WHAT MY TWENTIES GAVE ME:
●A beautiful husband.
●My first motorcycle ride, which led to a passion for riding.
●A college diploma, with honors.
●Career experiences, both highlights and lowlights, but all resulting in a bundle of wisdom.
●A blog and the chance to write again.
●An on-again, off-again professional visual arts career.
●A best friend who is integral to my happiness.
●A better relationship with my parents. Much, much better than the decade before.
●A breast reduction that saved my tortured back.
●A two-year adventure in roller derby, and other athletics that I didn’t try in high school.
●A clear sense of what I do and don’t like.
●A clear sense of who I do and don’t like.
●A sense of career direction, and the opportunities I needed to realize it.
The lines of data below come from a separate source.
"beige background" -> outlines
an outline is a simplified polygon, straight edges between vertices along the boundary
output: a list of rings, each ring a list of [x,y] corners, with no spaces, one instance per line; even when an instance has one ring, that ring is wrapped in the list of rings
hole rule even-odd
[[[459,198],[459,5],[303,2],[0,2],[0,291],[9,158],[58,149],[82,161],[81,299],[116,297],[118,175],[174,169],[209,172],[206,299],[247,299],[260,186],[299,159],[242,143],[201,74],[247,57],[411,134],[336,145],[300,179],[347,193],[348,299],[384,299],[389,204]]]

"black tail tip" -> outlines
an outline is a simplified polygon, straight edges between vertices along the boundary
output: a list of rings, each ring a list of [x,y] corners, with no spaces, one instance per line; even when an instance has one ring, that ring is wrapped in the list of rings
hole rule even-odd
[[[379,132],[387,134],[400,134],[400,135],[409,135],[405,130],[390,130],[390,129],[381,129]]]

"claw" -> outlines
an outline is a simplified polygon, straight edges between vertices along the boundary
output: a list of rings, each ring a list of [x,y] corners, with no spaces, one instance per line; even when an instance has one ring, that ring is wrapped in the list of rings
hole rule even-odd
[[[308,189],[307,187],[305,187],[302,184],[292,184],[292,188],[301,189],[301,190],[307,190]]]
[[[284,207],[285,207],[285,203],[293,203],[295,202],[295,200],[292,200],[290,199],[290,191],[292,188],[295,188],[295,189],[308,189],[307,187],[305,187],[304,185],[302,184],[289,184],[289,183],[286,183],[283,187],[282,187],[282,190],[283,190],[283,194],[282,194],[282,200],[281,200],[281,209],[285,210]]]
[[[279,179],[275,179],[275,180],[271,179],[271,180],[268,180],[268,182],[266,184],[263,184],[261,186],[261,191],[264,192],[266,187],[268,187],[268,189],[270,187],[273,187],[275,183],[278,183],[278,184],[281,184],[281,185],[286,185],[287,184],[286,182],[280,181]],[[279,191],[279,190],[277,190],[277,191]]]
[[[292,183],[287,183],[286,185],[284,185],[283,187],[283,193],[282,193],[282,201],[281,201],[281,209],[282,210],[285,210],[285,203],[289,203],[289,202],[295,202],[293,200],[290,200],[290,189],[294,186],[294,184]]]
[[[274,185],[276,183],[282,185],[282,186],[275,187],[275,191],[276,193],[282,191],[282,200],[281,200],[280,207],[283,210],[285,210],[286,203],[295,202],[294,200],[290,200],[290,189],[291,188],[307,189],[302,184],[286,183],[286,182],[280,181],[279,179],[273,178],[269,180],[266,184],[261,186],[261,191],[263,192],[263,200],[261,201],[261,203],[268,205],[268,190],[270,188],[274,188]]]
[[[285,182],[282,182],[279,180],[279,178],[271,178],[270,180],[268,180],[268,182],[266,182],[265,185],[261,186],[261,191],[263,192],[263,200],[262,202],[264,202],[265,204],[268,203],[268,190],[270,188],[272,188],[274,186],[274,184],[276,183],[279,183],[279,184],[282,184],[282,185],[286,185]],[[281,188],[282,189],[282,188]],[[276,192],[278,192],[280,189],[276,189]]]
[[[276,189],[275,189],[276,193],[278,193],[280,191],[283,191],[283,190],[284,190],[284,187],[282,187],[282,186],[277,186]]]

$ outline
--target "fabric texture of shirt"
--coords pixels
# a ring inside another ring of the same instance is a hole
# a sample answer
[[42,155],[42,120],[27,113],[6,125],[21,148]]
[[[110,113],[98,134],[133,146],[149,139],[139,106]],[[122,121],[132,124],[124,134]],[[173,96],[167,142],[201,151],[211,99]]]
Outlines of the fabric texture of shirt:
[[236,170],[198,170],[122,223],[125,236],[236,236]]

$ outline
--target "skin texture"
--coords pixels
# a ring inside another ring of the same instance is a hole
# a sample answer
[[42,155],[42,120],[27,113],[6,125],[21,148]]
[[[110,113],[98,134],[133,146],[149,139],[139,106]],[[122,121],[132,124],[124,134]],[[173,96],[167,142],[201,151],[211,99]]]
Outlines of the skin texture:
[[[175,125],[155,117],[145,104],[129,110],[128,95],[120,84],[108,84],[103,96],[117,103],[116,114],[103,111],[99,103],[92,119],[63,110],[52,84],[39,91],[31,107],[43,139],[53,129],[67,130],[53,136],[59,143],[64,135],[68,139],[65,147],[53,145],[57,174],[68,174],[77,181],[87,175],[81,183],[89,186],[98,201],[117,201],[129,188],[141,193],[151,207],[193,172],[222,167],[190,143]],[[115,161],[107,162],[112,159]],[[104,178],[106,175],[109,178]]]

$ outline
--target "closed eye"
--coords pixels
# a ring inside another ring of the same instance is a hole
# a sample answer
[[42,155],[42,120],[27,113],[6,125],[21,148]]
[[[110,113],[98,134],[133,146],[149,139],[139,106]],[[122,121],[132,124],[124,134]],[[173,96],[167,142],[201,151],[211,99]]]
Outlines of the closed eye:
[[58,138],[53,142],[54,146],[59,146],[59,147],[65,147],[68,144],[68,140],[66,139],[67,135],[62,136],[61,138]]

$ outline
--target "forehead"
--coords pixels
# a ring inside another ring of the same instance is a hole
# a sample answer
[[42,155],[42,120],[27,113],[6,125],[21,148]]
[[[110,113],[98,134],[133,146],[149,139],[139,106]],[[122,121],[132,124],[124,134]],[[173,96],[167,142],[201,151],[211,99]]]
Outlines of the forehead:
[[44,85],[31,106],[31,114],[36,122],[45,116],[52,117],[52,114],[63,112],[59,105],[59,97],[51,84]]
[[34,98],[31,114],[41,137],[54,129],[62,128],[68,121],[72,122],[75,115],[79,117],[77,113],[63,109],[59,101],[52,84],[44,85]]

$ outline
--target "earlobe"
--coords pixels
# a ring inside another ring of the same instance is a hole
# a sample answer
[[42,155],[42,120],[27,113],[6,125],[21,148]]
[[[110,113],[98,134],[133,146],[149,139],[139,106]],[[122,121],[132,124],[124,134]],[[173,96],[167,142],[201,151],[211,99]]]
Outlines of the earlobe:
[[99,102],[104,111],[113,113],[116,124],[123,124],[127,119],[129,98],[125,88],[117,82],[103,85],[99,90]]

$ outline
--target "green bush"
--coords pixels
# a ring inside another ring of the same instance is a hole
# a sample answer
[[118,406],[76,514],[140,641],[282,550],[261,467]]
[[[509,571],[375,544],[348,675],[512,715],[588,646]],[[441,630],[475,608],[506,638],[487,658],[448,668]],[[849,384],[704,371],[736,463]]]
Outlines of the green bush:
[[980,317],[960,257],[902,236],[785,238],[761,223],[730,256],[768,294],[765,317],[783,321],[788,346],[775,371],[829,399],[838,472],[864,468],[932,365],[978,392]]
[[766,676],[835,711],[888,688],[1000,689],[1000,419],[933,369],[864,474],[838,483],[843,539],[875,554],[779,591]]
●A fat pug who makes me grin like a child.
●My first car.
●Three Caribbean cruises.
●A wedding that turned into a project that turned into a bit of an opus.
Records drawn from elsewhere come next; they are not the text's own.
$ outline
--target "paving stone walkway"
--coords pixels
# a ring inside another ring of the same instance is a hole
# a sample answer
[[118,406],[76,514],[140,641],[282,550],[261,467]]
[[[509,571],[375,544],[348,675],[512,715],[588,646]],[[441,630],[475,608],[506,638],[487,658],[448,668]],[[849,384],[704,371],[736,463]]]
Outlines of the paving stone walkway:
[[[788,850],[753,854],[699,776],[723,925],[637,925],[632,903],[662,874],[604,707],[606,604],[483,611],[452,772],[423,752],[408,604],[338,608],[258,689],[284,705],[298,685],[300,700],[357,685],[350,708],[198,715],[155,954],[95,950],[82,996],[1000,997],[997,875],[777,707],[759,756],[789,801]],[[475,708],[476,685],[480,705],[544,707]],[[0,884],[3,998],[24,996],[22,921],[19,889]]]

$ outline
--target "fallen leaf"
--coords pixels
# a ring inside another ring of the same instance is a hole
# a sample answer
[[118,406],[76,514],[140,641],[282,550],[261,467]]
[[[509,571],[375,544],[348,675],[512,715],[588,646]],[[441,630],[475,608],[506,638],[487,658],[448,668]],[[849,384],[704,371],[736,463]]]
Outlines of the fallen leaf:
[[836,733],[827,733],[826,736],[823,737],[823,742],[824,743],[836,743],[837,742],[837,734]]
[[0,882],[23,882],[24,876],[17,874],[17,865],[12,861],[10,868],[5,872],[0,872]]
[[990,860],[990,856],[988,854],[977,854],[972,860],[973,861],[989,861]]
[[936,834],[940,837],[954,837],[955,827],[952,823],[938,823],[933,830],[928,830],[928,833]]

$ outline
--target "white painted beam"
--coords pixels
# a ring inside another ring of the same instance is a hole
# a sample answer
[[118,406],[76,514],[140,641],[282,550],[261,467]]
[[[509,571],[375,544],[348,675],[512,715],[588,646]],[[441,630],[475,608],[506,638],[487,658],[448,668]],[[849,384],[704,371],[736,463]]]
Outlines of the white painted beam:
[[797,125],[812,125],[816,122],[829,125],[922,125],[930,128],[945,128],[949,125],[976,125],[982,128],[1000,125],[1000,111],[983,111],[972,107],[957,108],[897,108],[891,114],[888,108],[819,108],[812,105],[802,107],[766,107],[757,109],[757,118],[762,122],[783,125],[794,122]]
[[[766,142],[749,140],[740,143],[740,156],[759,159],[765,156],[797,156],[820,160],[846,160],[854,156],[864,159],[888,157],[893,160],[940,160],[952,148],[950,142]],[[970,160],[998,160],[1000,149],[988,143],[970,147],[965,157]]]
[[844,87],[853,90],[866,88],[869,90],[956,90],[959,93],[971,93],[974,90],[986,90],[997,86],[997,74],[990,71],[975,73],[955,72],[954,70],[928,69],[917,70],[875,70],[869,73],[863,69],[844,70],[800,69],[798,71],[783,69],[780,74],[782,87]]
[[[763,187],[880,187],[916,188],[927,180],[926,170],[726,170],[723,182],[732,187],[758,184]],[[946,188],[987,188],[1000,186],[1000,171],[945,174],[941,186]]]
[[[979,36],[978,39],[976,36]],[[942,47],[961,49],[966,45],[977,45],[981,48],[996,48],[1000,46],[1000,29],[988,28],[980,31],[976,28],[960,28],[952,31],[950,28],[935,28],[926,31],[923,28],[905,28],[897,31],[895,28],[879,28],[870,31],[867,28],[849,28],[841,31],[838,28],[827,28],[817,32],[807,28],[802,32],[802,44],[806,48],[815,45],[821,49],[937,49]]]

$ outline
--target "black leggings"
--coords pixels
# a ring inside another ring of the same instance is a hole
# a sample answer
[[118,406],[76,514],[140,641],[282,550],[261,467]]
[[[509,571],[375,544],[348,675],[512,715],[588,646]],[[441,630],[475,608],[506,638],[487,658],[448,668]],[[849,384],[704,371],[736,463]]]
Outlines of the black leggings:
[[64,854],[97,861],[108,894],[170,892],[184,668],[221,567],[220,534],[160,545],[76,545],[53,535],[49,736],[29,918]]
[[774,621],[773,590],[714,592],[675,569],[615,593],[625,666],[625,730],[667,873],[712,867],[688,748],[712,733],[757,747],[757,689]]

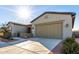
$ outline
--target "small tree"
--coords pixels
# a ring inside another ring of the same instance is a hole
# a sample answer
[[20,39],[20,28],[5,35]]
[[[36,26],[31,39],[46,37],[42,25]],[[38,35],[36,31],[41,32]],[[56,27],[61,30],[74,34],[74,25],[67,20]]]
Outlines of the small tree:
[[3,24],[2,27],[1,27],[3,33],[4,33],[4,38],[8,39],[10,38],[10,31],[8,30],[8,27],[6,24]]

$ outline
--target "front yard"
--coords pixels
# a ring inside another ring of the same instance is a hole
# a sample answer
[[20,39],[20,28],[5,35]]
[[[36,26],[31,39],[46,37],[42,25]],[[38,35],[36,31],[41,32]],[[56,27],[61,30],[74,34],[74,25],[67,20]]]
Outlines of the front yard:
[[[0,54],[61,54],[63,41],[59,39],[44,39],[44,38],[18,38],[15,40],[3,41],[0,38]],[[79,39],[75,39],[79,43]],[[72,45],[69,44],[72,48]],[[69,46],[68,45],[68,46]],[[67,46],[67,47],[68,47]],[[70,48],[70,47],[69,47]],[[70,49],[71,49],[70,48]],[[67,48],[68,49],[68,48]],[[73,50],[75,51],[75,50]]]
[[[16,41],[0,42],[0,53],[25,53],[31,54],[48,54],[52,53],[51,50],[61,42],[57,39],[44,39],[44,38],[15,38]],[[12,47],[12,48],[11,48]],[[19,49],[19,50],[18,50]],[[21,49],[21,50],[20,50]],[[16,52],[16,50],[18,50]],[[14,51],[14,52],[13,52]],[[27,51],[27,52],[26,52]]]
[[69,38],[65,42],[60,42],[52,52],[55,54],[79,54],[79,38],[75,38],[74,40],[73,38]]
[[26,41],[26,39],[14,38],[13,40],[9,40],[9,39],[0,38],[0,48],[15,45],[15,44],[21,43],[23,41]]
[[0,38],[0,42],[13,42],[13,41],[16,41],[14,39],[4,39],[4,38]]

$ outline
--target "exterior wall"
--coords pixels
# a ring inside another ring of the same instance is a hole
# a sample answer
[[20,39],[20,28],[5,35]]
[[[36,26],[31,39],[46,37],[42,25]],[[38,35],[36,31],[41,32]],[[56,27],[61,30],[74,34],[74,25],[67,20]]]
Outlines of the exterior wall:
[[34,37],[36,36],[36,35],[35,35],[35,31],[36,31],[36,29],[35,29],[35,25],[32,24],[32,34],[33,34]]
[[11,36],[12,36],[12,24],[10,23],[7,26],[8,26],[8,30],[10,30],[10,33],[11,33]]
[[4,36],[4,33],[3,32],[0,32],[0,37]]
[[17,33],[21,32],[26,32],[27,27],[26,26],[20,26],[20,25],[14,25],[14,24],[9,24],[11,28],[11,34],[12,36],[16,36]]
[[[47,18],[45,18],[47,17]],[[72,17],[71,15],[65,14],[45,14],[42,17],[38,18],[32,22],[32,33],[35,35],[35,24],[54,22],[54,21],[63,21],[63,39],[72,36]],[[68,27],[67,27],[68,24]]]

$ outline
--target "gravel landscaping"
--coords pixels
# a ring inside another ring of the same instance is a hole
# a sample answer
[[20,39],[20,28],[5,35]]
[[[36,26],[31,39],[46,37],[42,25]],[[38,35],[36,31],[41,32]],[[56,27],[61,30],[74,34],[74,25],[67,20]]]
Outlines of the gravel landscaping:
[[23,39],[23,38],[16,38],[15,37],[14,39],[15,40],[7,40],[7,39],[0,38],[0,48],[1,47],[5,47],[5,46],[14,45],[14,44],[26,41],[26,39]]

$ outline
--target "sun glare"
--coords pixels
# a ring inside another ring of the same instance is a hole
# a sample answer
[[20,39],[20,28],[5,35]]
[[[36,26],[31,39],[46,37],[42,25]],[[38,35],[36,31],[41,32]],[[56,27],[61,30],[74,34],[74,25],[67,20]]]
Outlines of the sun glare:
[[74,28],[72,29],[72,31],[77,31],[78,28],[76,26],[74,26]]
[[28,19],[31,16],[31,10],[30,8],[21,6],[17,10],[17,14],[20,18]]

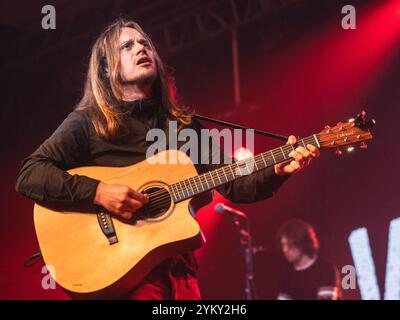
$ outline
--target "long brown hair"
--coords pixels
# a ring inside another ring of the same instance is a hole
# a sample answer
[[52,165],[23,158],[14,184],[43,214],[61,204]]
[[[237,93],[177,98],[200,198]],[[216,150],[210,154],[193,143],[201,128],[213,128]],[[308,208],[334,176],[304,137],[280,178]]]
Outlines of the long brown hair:
[[291,219],[279,228],[276,238],[279,246],[283,236],[310,258],[319,250],[319,241],[314,228],[303,220]]
[[106,28],[93,45],[86,77],[84,94],[76,106],[77,110],[89,109],[91,121],[99,136],[112,140],[127,134],[124,113],[118,108],[122,101],[120,77],[120,52],[118,40],[121,29],[136,29],[145,37],[154,52],[157,78],[153,83],[153,98],[159,100],[169,118],[180,125],[191,122],[191,113],[178,105],[173,78],[167,74],[153,43],[134,21],[117,19]]

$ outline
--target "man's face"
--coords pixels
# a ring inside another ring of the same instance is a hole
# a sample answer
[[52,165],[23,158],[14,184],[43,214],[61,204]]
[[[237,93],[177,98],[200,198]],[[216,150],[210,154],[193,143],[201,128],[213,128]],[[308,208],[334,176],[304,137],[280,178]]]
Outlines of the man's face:
[[303,256],[303,253],[300,251],[300,249],[293,245],[293,243],[286,236],[282,236],[281,238],[281,249],[283,256],[289,263],[299,261]]
[[152,84],[157,78],[154,52],[147,39],[133,28],[123,27],[119,37],[123,83]]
●The perfect stuffed animal that fits perfectly into my neck crook at night.
●A good sense of what hemlines are appropriate for which situations.
●The ability to cook well enough that I won’t starve or die of scurvy.
●The ability to see the grey area between black and white.
●A sense that sometimes, I just don’t care if I’ve upset someone else, and that’s okay.
●An appreciation for my natural hair colour.
●A swim with dolphins that changed my life.
●A chance to zipline over the Mexican jungle.
●The sure knowledge, after having tried it, that snorkelling is not my thing.
●A visit to Banff, Alberta that took my breath away.
With the exception of one or two of those dubious gifts, there’s almost none that I’d ask to refund. But with these notches on the metaphorical belt of my life, I am feeling like I’m ready to slow down a little...if only to get my bearings and then forge forward with greater purpose, dignity, and confidence.
Thirty isn’t so bad so far. I’ve been having some health challenges, but I have been moved to tears on a daily basis by the unwavering support and love I’ve received from the handful of people I’ve gathered around me as my core support team. I’m feeling pretty good about my new job, and I’m starting to set my sights on more writing. I think the only thing left to mourn about the termination of my twenties is that I don’t get to surprise people with my age-to-accomplishment ratio. But I’m feeling more focused on doing a stellar job now, rather than just doing a lot of jobs like I did in my twenties. I’m discovering that, when I slow down just a touch, I have a deep appreciation for simple things. In my twenties, I seemed incapable of moving at anything less than a lightning pace. I mean, don’t get me wrong, I’m not slowing down like an old lady here; it’s more about taking broader, meaningful strides instead of running around like a chicken with her head cut off.
I mean, yes fine, I admit that I stuck my head out of the car last night and shouted along to Teenage Wasteland, but I got it out of my system and I’m good now.
Until We Are the Champions comes on, of course. I’m thirty, not dead.